Have limited in-person interactions due to the COVID-19 pandemic made you more aware of how you look on screen, thanks to constant video chats and social media? Do you sometimes feel screens are your only conduit to the outside world? I have been thinking about this in my own experience, 10-months into the global health crisis, and finding resonance in SAAM’s time-based media holdings. Talking with colleagues across the Smithsonian about women artists and filmmakers in our varied collections, we’ve noticed how many of their works use the camera to explore their inner worlds, intimate aspects of daily life, and, presciently, what it feels like to be inside a media-loop where your own sense of self is impacted by how you appear on screen.
This powerful insight into the relation between cameras, screens, media stereotypes and contemporary identity is central to the groundbreaking work of video and performance artist Joan Jonas. Jonas helped redefine what art could be, beyond painting and sculpture, in the 1960s and 1970s, and remains one of the most important American artists of our time. Her field-defining early works explore the video camera’s unique potential for artmaking and individual expression. Feminist ideas inform these works, which deconstruct models of “femininity” promoted by the broader culture.

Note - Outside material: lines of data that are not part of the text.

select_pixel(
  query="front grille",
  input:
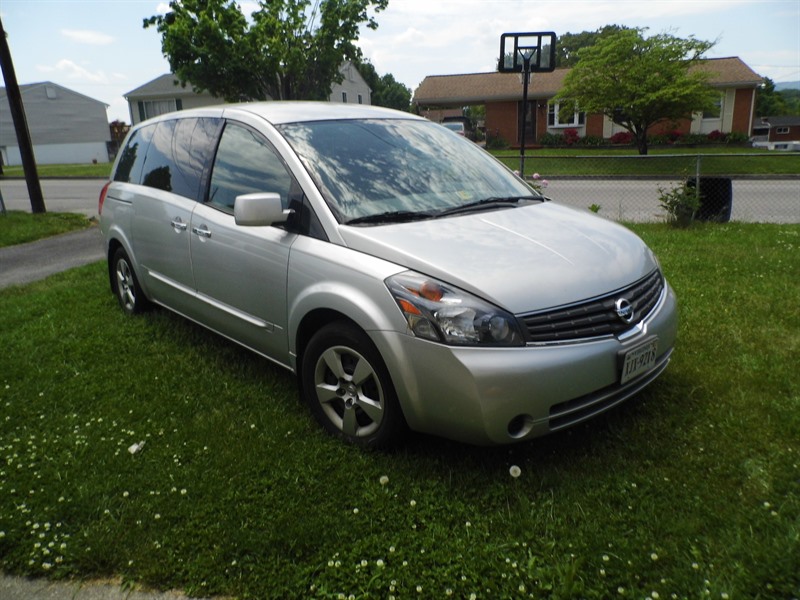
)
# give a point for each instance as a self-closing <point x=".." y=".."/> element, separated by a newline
<point x="594" y="318"/>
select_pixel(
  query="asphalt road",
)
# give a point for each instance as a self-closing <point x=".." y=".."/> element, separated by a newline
<point x="60" y="195"/>
<point x="754" y="200"/>
<point x="34" y="261"/>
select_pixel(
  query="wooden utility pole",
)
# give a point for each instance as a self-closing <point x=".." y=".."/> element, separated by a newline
<point x="20" y="126"/>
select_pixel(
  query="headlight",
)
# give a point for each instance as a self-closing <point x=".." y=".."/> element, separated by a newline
<point x="438" y="312"/>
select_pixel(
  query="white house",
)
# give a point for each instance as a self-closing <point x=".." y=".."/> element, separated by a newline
<point x="164" y="94"/>
<point x="65" y="126"/>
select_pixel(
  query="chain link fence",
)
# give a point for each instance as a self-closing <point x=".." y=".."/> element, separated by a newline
<point x="749" y="187"/>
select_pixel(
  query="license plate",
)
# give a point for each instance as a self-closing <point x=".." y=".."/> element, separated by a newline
<point x="639" y="360"/>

This is particularly true in Vertical Roll (1972), a canonical work in SAAM’s collection. The primary footage shows Jonas rehearsing as her alter ego Organic Honey, who wears a cutesy, but creepy, plastic doll mask and feathered headdress, and at other times a belly dancer costume. However, views of this masquerade are incessantly disrupted by a black bar moving from the bottom to the top of the screen. This vertical roll, which makes the video appear to jump frames, was a common issue in the technology’s early years. Jonas uses this glitch as a creative opportunity, a way to break up images of an objectified body and dissect how the video medium transmits ideas. Abstracted by these distortions and strange close-ups, Jonas’s on-screen persona walks, jumps, turns and freezes, claustrophobically contained within the space of the video screen. She even seems to strike the border of the monitor, as if her body was inside this box, beating in time to the rolling bar. This in turn matches the rhythmic staccato soundtrack made by a spoon striking a mirror. Throughout, there is a collapse of performance, still photography, recorded and replayed images that provocatively blurs layers of reality and representation, encouraging a questioning of their distinction at all. This intertwining of performance spaces and recorded spaces is one of Jonas’ most enduring innovations and an approach she has continued to explore throughout her six-decade career.

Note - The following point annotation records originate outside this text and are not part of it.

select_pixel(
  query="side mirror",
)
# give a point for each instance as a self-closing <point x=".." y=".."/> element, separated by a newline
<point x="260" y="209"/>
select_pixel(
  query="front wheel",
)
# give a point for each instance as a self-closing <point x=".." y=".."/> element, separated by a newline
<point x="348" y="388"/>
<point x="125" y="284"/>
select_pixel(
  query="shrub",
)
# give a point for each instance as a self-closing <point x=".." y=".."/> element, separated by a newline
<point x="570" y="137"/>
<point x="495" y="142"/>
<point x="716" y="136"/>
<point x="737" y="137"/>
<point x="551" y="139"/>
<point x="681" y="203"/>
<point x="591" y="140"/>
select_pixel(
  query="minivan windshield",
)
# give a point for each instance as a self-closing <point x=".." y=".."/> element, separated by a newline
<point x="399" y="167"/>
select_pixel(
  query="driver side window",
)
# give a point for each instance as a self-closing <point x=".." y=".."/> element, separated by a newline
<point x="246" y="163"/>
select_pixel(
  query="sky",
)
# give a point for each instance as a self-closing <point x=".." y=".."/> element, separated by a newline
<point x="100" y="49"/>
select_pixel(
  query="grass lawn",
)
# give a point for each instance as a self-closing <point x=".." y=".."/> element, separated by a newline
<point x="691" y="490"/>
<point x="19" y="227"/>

Jonas’s impact has only increased in the twenty-first century with more than eighty solo gallery shows of her work since 2000. Now, as we all find ourselves reflected in screens, wondering what is real, her work is more meaningful than ever.
On Thursday, February 4 at 5:30 p.m. ET, two works by Jonas—Vertical Roll (1972) from SAAM’s collection and Left Side, Right Side (1972) from the National Portrait Gallery’s collection—will be screened online followed by a post-screening discussion with the artist moderated by Saisha Grayson, curator of time-based media at the Smithsonian American Art Museum, and Charlotte Ickes, curator of time-based media art and special projects at the National Portrait Gallery. The event is part of a monthly series, Viewfinder: Women’s Film and Video from the Smithsonian, sponsored by the Smithsonian American Women’s History Initiative, Because of Her Story, and one of several entries focused on the timely theme of “interiority.”